The non-terminal symbols,
located between the starting symbol and
the terminal symbols,
include a number of labels for different
clausal, phrasal, and lexical categories.
For example,
the non-terminal symbol "NP" indicates 
the phrasal category "Noun Phrase".

When parsing input files,
NeoSCA runs the above command and,
if you have specified the `-p` option,
saves phrase structure trees
in files with `.parsed` extension.

+ Stanford Tregex

Tregex queries regex-like patterns,
called Tregex patterns,
against phrase structure trees
generated by Stanford Parser.

Assume a `sample.parsed` has:

```
(ROOT
  (S
    (NP (DT This))
    (VP (VBZ is)
      (NP (DT an) (NN example)))
    (. .)))
```

This command:
```sh
java -mx100m -cp "/path/to/stanford-tregex-2020-11-17/stanford-tregex.jar" edu.stanford.nlp.trees.tregex.TregexPattern "NP" sample.parsed -o
```

gives

```
Pattern string:
NP
Parsed representation:
Root NP
Reading trees from file(s) sample.parsed
(NP (DT This))

(NP (DT an) (NN example))

There were 2 matches in total.
```

When querying parsed files,
NeoSCA runs the above command and remembers how many matches 
for each of the pre-specified Tregex patterns.

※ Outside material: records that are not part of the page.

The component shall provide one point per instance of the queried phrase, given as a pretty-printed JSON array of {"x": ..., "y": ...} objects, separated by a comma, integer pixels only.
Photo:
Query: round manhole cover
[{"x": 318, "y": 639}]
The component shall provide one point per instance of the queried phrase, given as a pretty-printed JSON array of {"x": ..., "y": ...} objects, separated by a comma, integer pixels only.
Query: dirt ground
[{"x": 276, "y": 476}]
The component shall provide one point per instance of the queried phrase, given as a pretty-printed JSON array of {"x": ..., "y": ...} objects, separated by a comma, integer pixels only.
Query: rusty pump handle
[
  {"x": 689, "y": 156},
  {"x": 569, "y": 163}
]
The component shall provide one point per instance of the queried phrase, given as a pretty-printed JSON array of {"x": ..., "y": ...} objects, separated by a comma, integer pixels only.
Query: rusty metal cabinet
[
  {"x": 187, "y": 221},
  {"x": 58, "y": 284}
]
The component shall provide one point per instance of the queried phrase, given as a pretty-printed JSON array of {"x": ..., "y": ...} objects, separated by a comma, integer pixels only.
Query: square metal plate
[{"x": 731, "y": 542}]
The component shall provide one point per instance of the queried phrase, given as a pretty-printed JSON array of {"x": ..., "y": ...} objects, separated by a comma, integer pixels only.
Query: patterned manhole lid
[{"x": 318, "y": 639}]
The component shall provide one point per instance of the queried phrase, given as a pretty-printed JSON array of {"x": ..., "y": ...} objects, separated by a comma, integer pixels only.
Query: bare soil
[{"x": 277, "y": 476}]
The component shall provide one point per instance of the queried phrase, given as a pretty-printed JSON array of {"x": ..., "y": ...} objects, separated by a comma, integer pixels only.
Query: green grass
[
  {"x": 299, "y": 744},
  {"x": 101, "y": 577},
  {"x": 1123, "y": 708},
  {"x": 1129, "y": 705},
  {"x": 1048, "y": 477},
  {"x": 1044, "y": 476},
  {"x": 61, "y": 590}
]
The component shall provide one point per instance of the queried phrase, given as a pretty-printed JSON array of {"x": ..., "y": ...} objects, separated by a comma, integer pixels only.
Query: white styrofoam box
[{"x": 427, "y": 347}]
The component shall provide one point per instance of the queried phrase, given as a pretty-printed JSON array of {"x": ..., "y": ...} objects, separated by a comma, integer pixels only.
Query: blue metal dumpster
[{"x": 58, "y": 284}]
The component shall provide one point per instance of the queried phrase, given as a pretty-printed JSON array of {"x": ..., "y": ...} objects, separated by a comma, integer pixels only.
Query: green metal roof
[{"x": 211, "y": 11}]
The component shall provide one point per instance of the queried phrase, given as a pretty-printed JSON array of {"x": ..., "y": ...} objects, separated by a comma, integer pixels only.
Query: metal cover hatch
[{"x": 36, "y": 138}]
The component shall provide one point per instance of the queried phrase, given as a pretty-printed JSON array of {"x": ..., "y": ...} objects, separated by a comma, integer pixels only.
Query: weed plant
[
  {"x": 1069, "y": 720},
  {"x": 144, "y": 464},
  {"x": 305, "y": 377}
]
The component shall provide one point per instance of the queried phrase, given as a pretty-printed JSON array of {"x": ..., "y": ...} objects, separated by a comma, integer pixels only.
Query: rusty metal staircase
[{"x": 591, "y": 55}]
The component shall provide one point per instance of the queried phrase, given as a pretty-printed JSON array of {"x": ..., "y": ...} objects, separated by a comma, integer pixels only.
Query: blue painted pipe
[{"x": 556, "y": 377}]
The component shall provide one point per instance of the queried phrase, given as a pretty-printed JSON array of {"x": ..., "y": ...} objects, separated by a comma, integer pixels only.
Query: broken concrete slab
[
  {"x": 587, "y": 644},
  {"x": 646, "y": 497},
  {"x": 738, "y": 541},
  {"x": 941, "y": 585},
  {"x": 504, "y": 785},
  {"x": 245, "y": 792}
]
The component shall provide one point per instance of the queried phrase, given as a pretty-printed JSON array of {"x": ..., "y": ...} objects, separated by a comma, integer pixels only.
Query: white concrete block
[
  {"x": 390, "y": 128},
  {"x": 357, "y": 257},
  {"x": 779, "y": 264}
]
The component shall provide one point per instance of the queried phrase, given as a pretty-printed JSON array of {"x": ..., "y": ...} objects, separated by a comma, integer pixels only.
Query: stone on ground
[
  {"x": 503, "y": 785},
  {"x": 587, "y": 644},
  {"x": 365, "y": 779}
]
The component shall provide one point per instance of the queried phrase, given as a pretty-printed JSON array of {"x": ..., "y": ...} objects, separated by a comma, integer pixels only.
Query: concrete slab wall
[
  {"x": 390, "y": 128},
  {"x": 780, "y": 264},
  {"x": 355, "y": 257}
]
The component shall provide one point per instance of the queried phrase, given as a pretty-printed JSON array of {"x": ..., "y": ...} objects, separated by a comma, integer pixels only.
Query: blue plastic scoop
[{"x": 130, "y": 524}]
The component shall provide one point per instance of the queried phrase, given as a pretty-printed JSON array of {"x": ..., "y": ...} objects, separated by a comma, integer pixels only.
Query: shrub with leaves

If you have specified the `-m` option,
it also saves the matches,
the two `NP`s in our case,
in files with `.matches` extension.

## Citing

Please use the following citation if you use NeoSCA in your work:

```BibTeX
@misc{tan2022neosca,
author = {Tan, Long},
title = {NeoSCA},
howpublished = {\url{https://github.com/tanloong/neosca}},
year = {2022}
}
```

Also, you need to cite Lu's article describing L2SCA:

```BibTeX
@article{lu2010automatic,
title={Automatic analysis of syntactic complexity in second language writing},
author={Lu, Xiaofei},
journal={International journal of corpus linguistics},
volume={15},
number={4},
pages={474--496},
year={2010},
publisher={John Benjamins}
}
```

## License
The same as L2SCA, NeoSCA is licensed under the GNU General Public License, version 2 or later.